Figure 3 a,Conjoined twin pair 3.

Figure 3 a,Conjoined twin pair 3.

before separation. A schematic diagram b, the urological anomalies before and c, the urological situation after separation.

Discussion

Conjoined twins are rare and with the increasing ability of prenatal ultrasonography to detect the anomaly, it is likely that the number of live newborns with this problem will further decrease. The extensive investigations and separation of a set of conjoined twins requires a meticulous and multidisciplinary approach, with one surgeon co-ordinating the management. Many investigations are necessary but need to be tailored to each set. MRI has been shown to provide excellent anatomical imaging [ 4, 6] and angiography has been helpful in defining specific vascular supply. Further investigation of the urinary tract has included ultrasonography, isotope renography, micturating cysto-urethrography and cystoscopy.

 Separation is rarely an urgent undertaking and needs to be carefully planned. The ideal time for separation is within the first year, as this enables the necessary investigations to be performed. Delaying separation into early childhood will inevitably result in both increased postural deformities and psychological problems [ 4], with no benefit. Planning is crucial for success; meetings are held in which all medical, nursing, therapy and administrative teams are present, so ensuring that the operation can run smoothly.

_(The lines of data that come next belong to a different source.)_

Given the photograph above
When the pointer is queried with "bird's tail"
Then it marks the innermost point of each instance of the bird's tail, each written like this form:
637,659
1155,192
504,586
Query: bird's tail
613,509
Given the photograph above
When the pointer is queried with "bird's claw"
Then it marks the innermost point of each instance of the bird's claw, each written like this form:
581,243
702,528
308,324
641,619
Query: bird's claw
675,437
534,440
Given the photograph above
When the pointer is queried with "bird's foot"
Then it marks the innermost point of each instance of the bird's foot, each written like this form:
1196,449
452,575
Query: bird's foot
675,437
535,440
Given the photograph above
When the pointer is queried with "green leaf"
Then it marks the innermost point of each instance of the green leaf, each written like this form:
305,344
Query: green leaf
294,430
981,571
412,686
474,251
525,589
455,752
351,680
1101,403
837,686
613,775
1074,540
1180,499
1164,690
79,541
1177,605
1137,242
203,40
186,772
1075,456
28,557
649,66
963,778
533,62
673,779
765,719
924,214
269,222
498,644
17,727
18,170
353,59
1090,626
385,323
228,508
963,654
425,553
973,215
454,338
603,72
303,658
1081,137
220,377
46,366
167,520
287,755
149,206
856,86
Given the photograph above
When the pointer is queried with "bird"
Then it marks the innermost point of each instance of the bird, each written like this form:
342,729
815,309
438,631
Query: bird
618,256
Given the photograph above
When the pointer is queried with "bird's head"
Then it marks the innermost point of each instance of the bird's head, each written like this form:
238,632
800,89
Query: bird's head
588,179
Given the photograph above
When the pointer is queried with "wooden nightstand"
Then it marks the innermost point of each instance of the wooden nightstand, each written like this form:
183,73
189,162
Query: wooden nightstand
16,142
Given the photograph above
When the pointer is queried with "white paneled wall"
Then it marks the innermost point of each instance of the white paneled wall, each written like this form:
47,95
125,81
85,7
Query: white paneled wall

 Of the seven sets of twins treated in the last 10 years, only three had urological problems. These were all joined at the pelvis. In these cases they were all ischiopagus but other reports have shown urological abnormalities with pyopagus sets [ 7, 8]. These combined cases indicate that urological abnormalities are restricted only to those in whom the pelvis is joined, either ischiopagus or pyopagus twins.

 Most twins shared four kidneys and two bladders, with the consistent feature that one ureter crosses to the contralateral twin [ 7[8]–9]. In most cases the bladders are collateral, but in one of the present twins the bladders were sagittally placed, which presented a reconstructive challenge. This was solved by dividing the bladders in half and giving each twin one half of each bladder. The lower urinary tract shows considerable individual variation, but in most cases a bladder can be reconstructed [ 7]. Urinary continence has been achieved in one of the four children still alive; other centres have reported more success [ 7, 8] and further surgery is planned in the remaining three who are incontinent. Genital separation and reconstruction was possible in all but one of the present patients. There has been no pattern to these procedures, making comparison of results difficult; each requires an individual approach. This has previously been stressed by others with experience in this complex field [ 7]. When confronted with a set of conjoined twins, surgical separation appears often the only way to provide each child with a hope of some normality. With detailed investigations and an experienced multidisciplinary approach, most twins can now be separated.